Objective: Osteoporosis is a chronic disease that accelerates after menopause in many women. Most of the pharmacologic attempts to control the disease, such as hormone therapy, have emphasized the constraint of bone resorption. Since recent years have witnessed important advances in the field of bone formation, this review aims to update the present knowledge on the mechanisms affecting osteoblastogenesis and on the therapeutic results achieved by recently approved drugs.
Method: We sought peer-reviewed, full-length basic and clinical articles published between 1995 and May 2008 using a PubMed search strategy, with the terms osteoporosis and osteoblast, osteoporosis and strontium ranelate, and osteoporosis and parathyroid hormone (PTH). This search was further supplemented by a hand-search of reference lists of selected review papers. After crossing-cleaning the reference lists, some 800 articles were selected. Articles on regulators of osteoblast differentiation and function, together with well-designed clinical studies, were surveyed.
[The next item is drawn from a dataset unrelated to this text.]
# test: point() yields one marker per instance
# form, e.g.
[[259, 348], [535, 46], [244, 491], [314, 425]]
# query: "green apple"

Results: A complex network of systemic and local factors regulates osteoblastogenesis. Advances in fracture protection have been published in clinical studies with PTH. Some investigators claim an anabolic effect for strontium ranelate, which also confers protection against fracture.
Conclusion: The control of bone formation offers new clinical potential. Stimulation of bone formation by PTH has translated into fracture protection. The action of strontium ranelate has been claimed to be mediated by some level of bone formation, but this hypothesis still needs clarification.